Heute wird, vielleicht aufgrund eines weit verbreiteten Machbarkeitswahns, viel zu stark das Gewicht auf Führungstechniken gelegt. Darauf wies schon der zu seiner Zeit hochgeachtete Rhetoriker und Managementberater Rupert Lay in seinem, gemessen an einem Teil der heute zirkulierenden Führungsliteratur, doch recht anspruchsvollen Buch „Führen durch das Wort“ hin: „Menschenführung ist nur aus einer Grundstimmung der Alterozentrierung möglich, d. h. der Führende muss in der Lage sein, sich selbst hinter den anderen, hinter die Sache zurückzustellen … Techniken sind sekundär. Die Persönlichkeit ist das primäre, nicht immer die charismatische, sondern sehr viel häufiger die gebildete.“ Also: Auf die Persönlichkeit kommt es an, nicht auf die Techniken, die sind sekundär, die Persönlichkeit ist das Primäre. Wenn es einen Ausweg aus der wachsenden Entfremdung der Belegschaften von „ihrem“ Betrieb und dem damit einhergehenden Effizienzverlust gibt, dann weist dieser Satz den Weg in die einzuschlagende Richtung. Wer andere führen will, muss sich selbst führen können. Um diese Selbstführung aber ist es in vielen Fällen recht jämmerlich bestellt.
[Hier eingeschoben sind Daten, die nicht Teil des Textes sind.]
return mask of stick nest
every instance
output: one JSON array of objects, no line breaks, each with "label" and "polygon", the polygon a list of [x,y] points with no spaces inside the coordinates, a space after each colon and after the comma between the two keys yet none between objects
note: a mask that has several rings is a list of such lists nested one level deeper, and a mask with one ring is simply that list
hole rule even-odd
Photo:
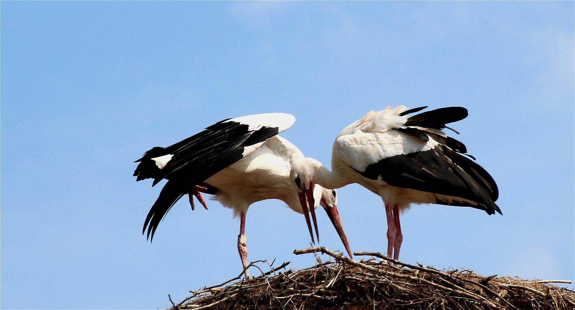
[{"label": "stick nest", "polygon": [[[264,272],[248,280],[237,277],[198,290],[172,309],[575,309],[575,292],[550,283],[497,275],[483,277],[470,270],[439,270],[413,266],[379,252],[356,261],[323,247],[297,250],[296,254],[321,252],[335,259],[301,270],[278,271],[268,263]],[[395,266],[393,264],[394,263]],[[249,267],[249,266],[248,266]]]}]

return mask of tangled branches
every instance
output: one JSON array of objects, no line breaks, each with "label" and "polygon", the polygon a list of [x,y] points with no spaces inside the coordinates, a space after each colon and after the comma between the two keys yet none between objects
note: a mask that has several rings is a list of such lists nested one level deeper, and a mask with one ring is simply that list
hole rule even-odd
[{"label": "tangled branches", "polygon": [[[219,285],[190,291],[194,295],[172,309],[572,309],[575,292],[549,284],[561,280],[527,281],[509,277],[484,277],[469,270],[441,271],[413,266],[381,253],[356,261],[325,247],[297,250],[296,254],[321,252],[335,261],[301,270],[284,263],[262,275],[237,277]],[[377,260],[373,258],[381,259]],[[258,269],[254,262],[250,266]],[[226,286],[224,285],[234,282]]]}]

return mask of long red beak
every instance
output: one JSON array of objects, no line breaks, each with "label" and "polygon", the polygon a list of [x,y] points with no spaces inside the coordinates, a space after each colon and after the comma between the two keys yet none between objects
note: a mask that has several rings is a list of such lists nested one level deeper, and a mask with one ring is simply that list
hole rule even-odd
[{"label": "long red beak", "polygon": [[338,207],[334,205],[333,207],[324,207],[324,209],[325,210],[325,213],[327,213],[327,216],[331,220],[331,223],[334,224],[334,227],[335,228],[336,231],[338,232],[338,235],[339,235],[339,238],[342,239],[343,246],[346,247],[346,251],[347,251],[347,254],[350,255],[350,258],[352,259],[354,255],[351,254],[351,248],[350,247],[349,242],[347,241],[347,236],[346,235],[346,230],[343,229],[342,219],[339,217],[339,212],[338,212]]}]

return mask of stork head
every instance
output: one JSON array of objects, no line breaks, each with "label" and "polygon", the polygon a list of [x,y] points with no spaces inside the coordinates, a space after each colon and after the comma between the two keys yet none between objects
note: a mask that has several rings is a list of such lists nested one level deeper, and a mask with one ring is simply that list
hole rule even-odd
[{"label": "stork head", "polygon": [[338,212],[337,192],[335,189],[328,189],[321,186],[315,184],[313,177],[321,167],[325,167],[321,163],[313,158],[304,158],[293,163],[290,173],[290,180],[293,186],[297,189],[300,197],[300,203],[304,211],[304,216],[308,224],[309,235],[312,237],[312,242],[314,242],[313,233],[312,230],[308,210],[312,214],[313,224],[315,226],[316,235],[319,241],[319,234],[317,229],[317,223],[316,221],[315,208],[318,205],[321,205],[328,217],[331,221],[334,227],[339,235],[346,250],[353,258],[346,231],[343,229],[339,213]]}]

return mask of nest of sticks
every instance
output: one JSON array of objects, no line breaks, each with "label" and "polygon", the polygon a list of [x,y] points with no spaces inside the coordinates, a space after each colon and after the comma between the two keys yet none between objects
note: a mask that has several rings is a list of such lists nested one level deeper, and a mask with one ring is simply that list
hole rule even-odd
[{"label": "nest of sticks", "polygon": [[[439,270],[402,263],[379,252],[356,261],[325,247],[296,250],[296,254],[321,252],[335,260],[301,270],[279,271],[266,261],[248,266],[262,275],[237,277],[219,285],[190,290],[193,295],[172,309],[575,309],[575,292],[551,283],[565,280],[527,281],[497,275],[483,277],[470,270]],[[316,255],[316,254],[315,254]],[[264,272],[258,263],[266,264]],[[170,301],[171,299],[170,299]]]}]

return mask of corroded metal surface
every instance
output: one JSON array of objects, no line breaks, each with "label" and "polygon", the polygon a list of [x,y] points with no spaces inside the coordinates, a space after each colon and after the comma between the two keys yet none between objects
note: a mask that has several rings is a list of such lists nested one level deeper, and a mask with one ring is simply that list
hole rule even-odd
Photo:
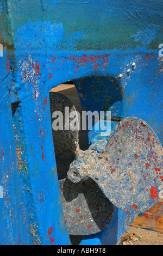
[{"label": "corroded metal surface", "polygon": [[159,199],[163,184],[162,148],[147,123],[124,118],[115,128],[105,149],[98,154],[88,150],[74,160],[67,173],[73,182],[92,178],[119,209],[142,212]]},{"label": "corroded metal surface", "polygon": [[59,186],[70,234],[96,234],[108,225],[114,205],[95,181],[88,179],[75,184],[65,179]]}]

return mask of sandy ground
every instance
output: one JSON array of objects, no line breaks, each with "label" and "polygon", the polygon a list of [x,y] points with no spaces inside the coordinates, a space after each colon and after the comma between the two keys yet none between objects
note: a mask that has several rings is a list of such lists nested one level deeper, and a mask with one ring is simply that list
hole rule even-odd
[{"label": "sandy ground", "polygon": [[[78,111],[82,111],[79,96],[73,84],[60,84],[53,88],[51,92],[57,92],[65,95],[73,102]],[[88,148],[87,134],[85,131],[79,132],[79,144],[80,149],[83,150]],[[65,177],[66,170],[73,160],[74,156],[71,154],[62,153],[57,156],[58,168],[60,169],[59,179]],[[80,242],[81,237],[76,237],[75,240],[73,241],[74,244],[78,244]],[[163,233],[130,226],[117,245],[163,245]]]},{"label": "sandy ground", "polygon": [[117,245],[163,245],[163,233],[130,226]]}]

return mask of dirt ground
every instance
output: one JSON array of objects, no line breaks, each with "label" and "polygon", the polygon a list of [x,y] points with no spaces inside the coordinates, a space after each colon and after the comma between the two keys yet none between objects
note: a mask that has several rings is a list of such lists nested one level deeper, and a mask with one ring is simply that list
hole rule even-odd
[{"label": "dirt ground", "polygon": [[163,245],[163,233],[130,226],[117,245]]}]

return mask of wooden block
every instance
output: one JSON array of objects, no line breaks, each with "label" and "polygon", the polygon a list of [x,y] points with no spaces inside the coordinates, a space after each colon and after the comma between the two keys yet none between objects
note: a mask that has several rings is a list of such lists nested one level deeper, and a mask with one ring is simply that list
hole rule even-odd
[{"label": "wooden block", "polygon": [[163,199],[150,210],[140,214],[131,225],[163,233]]}]

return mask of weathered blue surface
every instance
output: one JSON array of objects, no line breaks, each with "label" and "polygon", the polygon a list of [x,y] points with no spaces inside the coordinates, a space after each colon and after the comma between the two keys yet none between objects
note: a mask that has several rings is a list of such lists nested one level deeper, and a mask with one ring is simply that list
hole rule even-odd
[{"label": "weathered blue surface", "polygon": [[[33,241],[70,244],[56,170],[49,91],[63,82],[73,80],[83,109],[90,110],[93,107],[102,111],[108,106],[110,110],[114,109],[116,117],[139,117],[148,123],[162,143],[162,62],[158,56],[158,46],[162,43],[162,3],[158,0],[8,0],[3,3],[1,19],[5,32],[0,42],[7,45],[8,51],[5,48],[4,57],[0,57],[3,81],[0,120],[4,127],[1,145],[1,149],[6,149],[2,151],[0,148],[1,182],[7,175],[9,177],[8,170],[11,173],[9,166],[12,159],[12,168],[16,169],[10,104],[20,102],[14,121],[20,138],[17,144],[23,163],[20,176],[27,200],[24,209],[24,212],[28,209]],[[131,67],[133,62],[135,69]],[[128,69],[131,70],[129,74]],[[5,79],[9,74],[13,83],[7,83]],[[123,77],[118,78],[120,74]],[[104,76],[111,77],[113,82],[108,83]],[[83,86],[80,89],[77,84],[79,78]],[[117,84],[121,88],[119,93],[114,89]],[[108,95],[117,99],[109,101]],[[92,133],[89,135],[90,142]],[[6,151],[12,153],[11,159],[9,153],[5,157]],[[16,180],[20,179],[17,172]],[[12,182],[7,186],[10,199],[16,194],[12,191],[15,187]],[[19,187],[20,185],[16,187]],[[24,196],[22,190],[19,191],[18,196]],[[14,198],[18,200],[17,197]],[[5,217],[9,205],[7,198],[0,200]],[[12,204],[14,210],[14,201]],[[21,237],[29,234],[29,225],[23,228],[18,209],[17,217],[23,241]],[[125,212],[116,211],[108,230],[87,237],[81,243],[115,244],[134,217],[128,222]],[[11,241],[9,223],[7,219],[1,222],[3,227],[0,229],[0,243]],[[17,231],[12,242],[16,244],[19,236],[17,223],[14,223],[13,230],[16,228]],[[31,236],[27,237],[25,242],[30,244]]]}]

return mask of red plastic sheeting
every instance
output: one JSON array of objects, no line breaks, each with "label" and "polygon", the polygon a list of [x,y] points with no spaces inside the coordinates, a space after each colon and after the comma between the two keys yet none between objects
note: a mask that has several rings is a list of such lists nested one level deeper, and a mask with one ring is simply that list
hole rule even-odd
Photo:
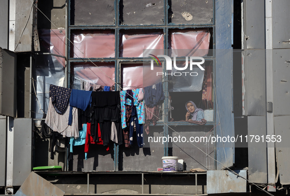
[{"label": "red plastic sheeting", "polygon": [[73,31],[71,57],[110,58],[115,57],[113,30]]},{"label": "red plastic sheeting", "polygon": [[[40,48],[43,52],[49,52],[65,56],[65,30],[40,29],[38,30]],[[56,60],[65,67],[65,59],[55,56]]]},{"label": "red plastic sheeting", "polygon": [[123,88],[124,90],[145,87],[161,81],[162,75],[157,76],[157,72],[162,69],[155,68],[151,70],[149,66],[142,63],[122,64]]},{"label": "red plastic sheeting", "polygon": [[143,57],[143,49],[146,49],[148,56],[150,49],[164,49],[164,35],[162,32],[148,32],[144,34],[123,33],[120,46],[120,56],[122,57]]},{"label": "red plastic sheeting", "polygon": [[71,70],[77,78],[91,83],[109,86],[114,85],[115,63],[94,63],[98,67],[91,63],[71,63]]},{"label": "red plastic sheeting", "polygon": [[171,56],[204,56],[209,53],[211,34],[207,30],[179,29],[169,34]]}]

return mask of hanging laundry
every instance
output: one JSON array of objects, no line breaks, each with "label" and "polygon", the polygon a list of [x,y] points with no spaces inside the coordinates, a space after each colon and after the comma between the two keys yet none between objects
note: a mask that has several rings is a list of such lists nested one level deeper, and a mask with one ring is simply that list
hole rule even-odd
[{"label": "hanging laundry", "polygon": [[139,123],[138,121],[138,116],[136,108],[132,108],[131,115],[131,119],[130,120],[130,126],[129,138],[130,145],[133,144],[133,134],[134,132],[134,127],[135,127],[136,135],[137,136],[137,143],[139,147],[143,147],[143,125]]},{"label": "hanging laundry", "polygon": [[[100,124],[98,124],[98,131],[99,131],[99,135],[101,135],[101,129],[100,128]],[[85,137],[85,144],[84,145],[84,157],[85,160],[87,159],[87,154],[89,152],[89,147],[90,144],[99,144],[99,145],[103,145],[103,141],[101,138],[99,138],[99,142],[96,142],[94,141],[94,138],[91,135],[91,123],[90,122],[88,122],[87,123],[87,132],[86,134]],[[106,151],[109,151],[110,148],[109,147],[106,148]]]},{"label": "hanging laundry", "polygon": [[84,90],[88,91],[91,90],[91,83],[89,82],[86,82],[84,85]]},{"label": "hanging laundry", "polygon": [[125,105],[126,110],[126,121],[127,126],[125,128],[123,129],[123,133],[124,134],[124,140],[125,143],[125,147],[130,147],[130,140],[129,137],[130,133],[130,123],[131,119],[131,114],[132,112],[132,107],[131,105]]},{"label": "hanging laundry", "polygon": [[[144,111],[143,102],[139,102],[138,100],[139,96],[139,89],[128,90],[127,94],[126,95],[127,98],[126,99],[126,104],[131,105],[132,106],[135,106],[137,109],[137,113],[138,115],[138,123],[139,124],[143,124],[145,123],[144,116],[145,113]],[[132,103],[133,102],[134,104],[132,105]]]},{"label": "hanging laundry", "polygon": [[65,137],[59,133],[53,131],[50,140],[49,151],[51,152],[51,159],[54,159],[54,152],[65,151]]},{"label": "hanging laundry", "polygon": [[86,136],[87,124],[82,125],[82,128],[79,131],[79,138],[77,139],[71,137],[70,139],[70,152],[73,152],[73,146],[81,146],[85,144],[85,137]]},{"label": "hanging laundry", "polygon": [[165,98],[162,82],[155,86],[144,88],[144,99],[148,107],[153,107],[162,103]]},{"label": "hanging laundry", "polygon": [[111,126],[111,141],[118,144],[117,128],[114,122],[112,122],[112,126]]},{"label": "hanging laundry", "polygon": [[50,98],[55,111],[58,114],[63,114],[68,105],[71,89],[51,84],[50,85]]},{"label": "hanging laundry", "polygon": [[120,91],[120,99],[121,101],[121,121],[122,122],[122,128],[126,128],[127,125],[126,124],[126,91]]},{"label": "hanging laundry", "polygon": [[111,122],[114,122],[117,129],[118,142],[123,144],[121,124],[121,101],[118,91],[93,92],[92,93],[91,133],[94,141],[97,141],[97,127],[100,123],[101,138],[104,146],[107,145],[110,139]]},{"label": "hanging laundry", "polygon": [[139,95],[138,95],[138,100],[139,102],[142,102],[144,98],[144,92],[143,91],[143,88],[139,89]]},{"label": "hanging laundry", "polygon": [[110,87],[109,86],[105,86],[104,87],[104,91],[110,91]]},{"label": "hanging laundry", "polygon": [[156,106],[153,108],[147,107],[145,104],[145,123],[144,128],[147,134],[149,134],[149,125],[152,123],[156,125],[159,117],[159,106]]},{"label": "hanging laundry", "polygon": [[81,109],[85,111],[89,105],[91,100],[91,91],[84,91],[72,89],[70,98],[71,107],[69,113],[68,124],[72,124],[73,107]]},{"label": "hanging laundry", "polygon": [[45,122],[54,131],[57,132],[66,137],[78,138],[79,137],[78,110],[76,108],[73,107],[71,108],[72,122],[71,125],[69,125],[68,122],[71,107],[69,105],[65,113],[63,114],[59,114],[56,113],[54,109],[52,98],[50,98]]},{"label": "hanging laundry", "polygon": [[80,80],[80,90],[81,91],[84,91],[85,89],[85,81],[82,79]]}]

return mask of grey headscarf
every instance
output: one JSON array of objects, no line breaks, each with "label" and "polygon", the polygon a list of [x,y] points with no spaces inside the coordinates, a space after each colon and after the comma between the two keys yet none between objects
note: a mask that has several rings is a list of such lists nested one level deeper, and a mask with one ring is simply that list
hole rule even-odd
[{"label": "grey headscarf", "polygon": [[188,111],[187,105],[187,103],[189,102],[192,103],[192,105],[193,105],[193,106],[194,107],[195,109],[193,114],[190,113],[190,115],[191,115],[191,120],[193,121],[196,121],[196,119],[197,118],[197,112],[198,112],[199,111],[202,111],[203,112],[204,110],[203,110],[202,109],[198,108],[197,107],[196,107],[195,104],[193,101],[189,101],[186,102],[186,103],[185,103],[185,108],[186,109],[186,110]]}]

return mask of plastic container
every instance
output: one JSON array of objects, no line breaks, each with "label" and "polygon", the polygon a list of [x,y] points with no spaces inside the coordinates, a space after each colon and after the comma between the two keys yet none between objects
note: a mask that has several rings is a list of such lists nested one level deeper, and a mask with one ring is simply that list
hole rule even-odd
[{"label": "plastic container", "polygon": [[177,156],[163,156],[162,157],[163,171],[166,172],[177,172],[178,157]]}]

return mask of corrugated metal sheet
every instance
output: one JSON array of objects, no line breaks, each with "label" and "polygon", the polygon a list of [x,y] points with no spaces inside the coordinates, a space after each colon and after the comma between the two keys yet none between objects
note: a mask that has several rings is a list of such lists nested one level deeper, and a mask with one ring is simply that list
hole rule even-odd
[{"label": "corrugated metal sheet", "polygon": [[32,3],[30,0],[17,0],[15,16],[15,52],[31,51],[32,9]]},{"label": "corrugated metal sheet", "polygon": [[15,196],[62,196],[65,193],[34,172],[31,172],[15,194]]},{"label": "corrugated metal sheet", "polygon": [[275,134],[281,136],[281,142],[276,142],[277,167],[281,184],[290,184],[290,116],[274,117]]},{"label": "corrugated metal sheet", "polygon": [[[179,24],[212,24],[212,0],[168,0],[168,23]],[[197,14],[198,13],[198,14]]]},{"label": "corrugated metal sheet", "polygon": [[[150,126],[150,136],[163,136],[162,127]],[[131,147],[120,148],[119,156],[119,170],[124,171],[157,171],[158,168],[162,168],[161,158],[164,156],[164,146],[160,143],[148,143],[148,135],[143,133],[143,141],[145,143],[142,148],[136,145]],[[133,139],[134,141],[134,139]],[[121,165],[120,164],[121,164]]]},{"label": "corrugated metal sheet", "polygon": [[0,114],[16,116],[16,54],[0,49]]},{"label": "corrugated metal sheet", "polygon": [[8,49],[9,0],[1,0],[0,6],[0,47]]},{"label": "corrugated metal sheet", "polygon": [[272,1],[273,48],[290,48],[290,1]]},{"label": "corrugated metal sheet", "polygon": [[246,115],[265,115],[266,87],[264,49],[247,49],[245,56]]},{"label": "corrugated metal sheet", "polygon": [[135,0],[122,1],[124,6],[120,8],[122,14],[120,17],[123,24],[164,24],[163,0],[143,0],[138,2]]},{"label": "corrugated metal sheet", "polygon": [[235,170],[234,172],[241,177],[227,170],[208,171],[207,193],[246,193],[247,181],[245,179],[247,179],[247,171]]},{"label": "corrugated metal sheet", "polygon": [[257,183],[267,183],[267,145],[266,142],[251,135],[266,135],[265,116],[248,117],[248,151],[249,156],[249,180]]},{"label": "corrugated metal sheet", "polygon": [[263,49],[265,47],[264,0],[244,0],[244,48]]},{"label": "corrugated metal sheet", "polygon": [[[37,3],[39,9],[53,22],[52,24],[42,13],[37,10],[38,29],[57,28],[57,28],[66,28],[67,16],[66,13],[67,2],[65,0],[39,0]],[[87,1],[86,3],[80,4],[87,5]]]},{"label": "corrugated metal sheet", "polygon": [[[6,119],[0,119],[0,167],[6,168]],[[5,170],[0,170],[0,186],[5,186]]]},{"label": "corrugated metal sheet", "polygon": [[15,119],[14,125],[13,185],[21,186],[31,171],[32,119]]},{"label": "corrugated metal sheet", "polygon": [[290,115],[290,49],[273,50],[273,112],[274,115]]},{"label": "corrugated metal sheet", "polygon": [[[232,53],[231,0],[215,0],[215,87],[216,91],[216,134],[235,137],[233,111],[233,57]],[[234,162],[235,144],[216,144],[217,164],[220,170],[224,166],[230,167]]]}]

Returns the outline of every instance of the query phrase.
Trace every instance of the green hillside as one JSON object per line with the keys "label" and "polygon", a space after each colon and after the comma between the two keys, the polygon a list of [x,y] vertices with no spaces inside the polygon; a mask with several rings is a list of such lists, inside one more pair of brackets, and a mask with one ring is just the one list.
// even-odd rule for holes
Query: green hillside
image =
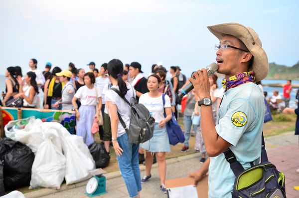
{"label": "green hillside", "polygon": [[299,61],[292,67],[269,63],[270,70],[267,79],[299,80]]}

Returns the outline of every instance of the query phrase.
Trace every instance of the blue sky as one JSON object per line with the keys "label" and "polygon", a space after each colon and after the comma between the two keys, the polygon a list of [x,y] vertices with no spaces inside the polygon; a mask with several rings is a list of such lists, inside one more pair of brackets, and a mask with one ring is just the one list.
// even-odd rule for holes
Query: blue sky
{"label": "blue sky", "polygon": [[0,1],[0,74],[31,58],[87,69],[113,58],[138,61],[146,74],[153,63],[179,65],[189,75],[215,61],[219,41],[206,26],[236,22],[259,35],[269,62],[299,60],[297,0]]}

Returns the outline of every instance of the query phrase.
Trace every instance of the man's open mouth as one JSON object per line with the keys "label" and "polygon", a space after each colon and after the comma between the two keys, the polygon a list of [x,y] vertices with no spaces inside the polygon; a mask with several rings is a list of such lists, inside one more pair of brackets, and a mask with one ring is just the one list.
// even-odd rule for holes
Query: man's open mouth
{"label": "man's open mouth", "polygon": [[222,60],[220,60],[220,59],[218,58],[216,58],[216,61],[217,61],[217,65],[219,65],[221,63],[222,63],[223,62],[223,61]]}

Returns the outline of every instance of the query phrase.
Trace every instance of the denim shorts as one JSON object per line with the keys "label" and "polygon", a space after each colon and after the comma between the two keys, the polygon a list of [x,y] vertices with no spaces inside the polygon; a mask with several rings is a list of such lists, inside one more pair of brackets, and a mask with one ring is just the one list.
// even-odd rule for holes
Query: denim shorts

Der Chef, ob Vorgesetzter oder Unternehmer, muss seine Leute für sich einnehmen – können. Und dazu braucht er, wie Lay zutreffend feststellt, ein gewisses Maß an Persönlichkeitsbildung. Um wirkliche Führungseffizienz zu bekommen, brauchen wir also zuerst die Einsicht: Diese Effizienz bekommen wir nicht auf der Technikschiene, die bekommen wir nur auf der Persönlichkeitsschiene. Es gibt da ein schönes altes Sprichwort: Wie man in den Wald hineinruft, so schallt es auch wieder heraus. Wir sollten es aus seinem Mottenkistendasein befreien!
Beschaffung aktuell: Ihr abschließender Rat an die Führungskräfte?
Weegen: Die heutige Arbeitsbelastung fordert ein mit Bedacht gestaltetes, wechselseitig entlastendes Miteinander! Die heute überall anzutreffende Konfrontationshaltung, das Gegeneinander, das Betonen von Übereinander, das – aberwitziger Weise oft erwartete – brandgefährliche Nach-dem-Munde-Reden ist irrsinnig kontraproduktiv. Der archimedische Punkt effizienter Unternehmensführung ist ja beileibe nicht die Herrschaft der Controller, das penible Kostenmanagement, heute im Wesentlichen verstanden als Personalabbau.
Entscheidend ist die Frage nach dem Wirkungsgrad der Kosten, vor allem der Personalkosten. Und dieser Wirkungsgrad liegt in den Händen der Führungskräfte. Das bessere Kosten-Leistungsverhältnis anzustreben heißt immer auch, die bessere Führung anzustreben, den Betrieb von der menschlichen Seite her geschmeidiger, reibungsloser in seinen Abläufen, unkomplizierter in seinem Schnittstellenverhalten, kurz und gut, ihn durchgehend williger zu machen. In der Nahaufnahme sind viel zu viele Betriebe heute von der Personalseite her, von deren Willigkeit her gesehen, außerordentlich bockbeinige, in sich verstrickte, widerspenstige Gebilde. Zentrales Streben der Führungskräfte sollte es also sein, diesen inneren Widerstand aus dem Geschehen zu nehmen. Und dazu müssen sie anziehend auf ihre Leute zu wirken, was nicht mit anbiedernd zu verwechseln ist.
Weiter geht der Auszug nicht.